The Claimant sustained an injury during the course and scope of his employment on July 31, 2002.  The Claimant returned to a modified duty position after three days.  After the issue of surgery proceeding was raised, the employer filed a Petition for Physical Examination, which was granted by the WCJ.  Thereafter, the employer filed a Petition to Terminate.  At a hearing held on February 18, 2003, counsel for the employer indicated for the first time that the employer filed a Notice of Denial on August 20, 2002.  Said Denial indicated that an injury took place, but was not disabling.  The employer’s Petition to Terminate was then withdrawn as premature, and the Claimant subsequently filed a Claim Petition.  The latter petition was ultimately granted, and as part of the award, the Judge assessed a 50% penalty against the employer.

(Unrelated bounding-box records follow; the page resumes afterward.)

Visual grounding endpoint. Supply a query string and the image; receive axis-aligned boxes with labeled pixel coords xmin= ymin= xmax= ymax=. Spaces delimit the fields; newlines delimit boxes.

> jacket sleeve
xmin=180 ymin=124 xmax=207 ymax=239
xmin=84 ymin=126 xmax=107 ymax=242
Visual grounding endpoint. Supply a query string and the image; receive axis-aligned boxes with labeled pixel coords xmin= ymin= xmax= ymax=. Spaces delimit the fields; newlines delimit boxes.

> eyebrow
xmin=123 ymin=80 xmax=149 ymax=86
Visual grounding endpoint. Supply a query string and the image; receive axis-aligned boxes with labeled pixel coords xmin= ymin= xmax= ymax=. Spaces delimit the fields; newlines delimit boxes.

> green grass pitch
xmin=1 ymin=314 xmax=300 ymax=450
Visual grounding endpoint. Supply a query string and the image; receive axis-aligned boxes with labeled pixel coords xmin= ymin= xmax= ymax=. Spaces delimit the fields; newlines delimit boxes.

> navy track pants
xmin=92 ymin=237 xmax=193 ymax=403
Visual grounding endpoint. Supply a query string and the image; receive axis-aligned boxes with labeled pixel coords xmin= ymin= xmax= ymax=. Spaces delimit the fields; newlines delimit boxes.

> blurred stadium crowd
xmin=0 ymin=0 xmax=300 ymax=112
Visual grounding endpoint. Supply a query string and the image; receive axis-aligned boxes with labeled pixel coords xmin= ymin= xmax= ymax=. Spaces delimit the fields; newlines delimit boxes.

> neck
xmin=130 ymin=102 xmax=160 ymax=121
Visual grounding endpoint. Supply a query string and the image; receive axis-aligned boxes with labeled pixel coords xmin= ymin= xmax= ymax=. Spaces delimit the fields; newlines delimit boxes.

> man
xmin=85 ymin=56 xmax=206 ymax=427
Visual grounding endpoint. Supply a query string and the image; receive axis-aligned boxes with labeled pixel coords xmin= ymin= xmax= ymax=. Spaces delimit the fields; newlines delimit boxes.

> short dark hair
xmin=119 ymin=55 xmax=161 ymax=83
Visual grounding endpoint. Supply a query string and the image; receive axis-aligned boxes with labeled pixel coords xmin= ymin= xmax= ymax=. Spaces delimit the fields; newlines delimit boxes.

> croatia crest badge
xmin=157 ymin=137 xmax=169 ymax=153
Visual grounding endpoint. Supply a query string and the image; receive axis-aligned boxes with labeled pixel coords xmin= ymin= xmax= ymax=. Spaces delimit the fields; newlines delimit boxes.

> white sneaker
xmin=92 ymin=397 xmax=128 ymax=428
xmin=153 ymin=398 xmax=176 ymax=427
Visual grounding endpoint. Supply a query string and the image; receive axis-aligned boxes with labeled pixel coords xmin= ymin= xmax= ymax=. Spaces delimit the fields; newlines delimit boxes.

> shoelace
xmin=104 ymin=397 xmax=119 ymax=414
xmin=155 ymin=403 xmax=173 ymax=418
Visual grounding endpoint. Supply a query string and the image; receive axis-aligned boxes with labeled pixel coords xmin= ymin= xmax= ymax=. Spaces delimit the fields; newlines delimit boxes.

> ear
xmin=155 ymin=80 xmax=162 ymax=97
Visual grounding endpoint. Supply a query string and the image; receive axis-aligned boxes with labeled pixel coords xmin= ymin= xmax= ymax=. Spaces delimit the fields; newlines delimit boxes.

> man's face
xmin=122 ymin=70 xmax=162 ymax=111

On appeal, the employer contended that it did not violate the Workers’ Compensation Act because it issued a Notice of Denial and agreed to pay the Claimant’s medical benefits within 21 days of the date of receiving notice of the Claimant’s injury.  The employer contended that the issuance of the  Notice of Denial was in compliance with Section 406.1 of the Act, 77 P.S. §717.1.  See Darrall v. WCAB (H.J. Heinz Company), 792 A.2d 706 (Pa. Cmwlth. 2002).  The Commonwealth Court disagreed, reasoning that, unlike in Darrall, it was undisputed that the employer failed to provide notice to the Claimant, as required under Section 406.1 of the Act.  This reality was said to be critical.  Without notice to the Claimant, the Denial did not serve its purpose, which was to put the Claimant on notice that his claim was being denied and the reasons for the denial.  As a result, the employer’s Notice of Denial was invalid.  Absent some form of acceptance, such as a Notice of Compensation Payable, the employer failed to either accept or deny responsibility for the claim in a timely fashion as it was statutorily required to do so.  In short, it was not sufficient to simply issue a Notice of Denial if the Claimant is not provided  a copy of the document. 

Termination

Temple University Hospital v. WCAB (Sinnott), No. 1395 C.D. 2004 (January 14, 2005)

In 1993, the Claimant filed a Claim Petition alleging injuries resulting from exposure to radioactive materials in the work place.  In 1995, the WCJ awarded total disability benefits, based on findings that the Claimant’s exposure to radioactive chemicals resulted in a cognitive dysfunction injury.  In granting the Claim Petition, the WCJ expressly found that other conditions suffered by the Claimant at that time, including obesity, diabetes and depression, were not causally related to the Claimant’s employment. 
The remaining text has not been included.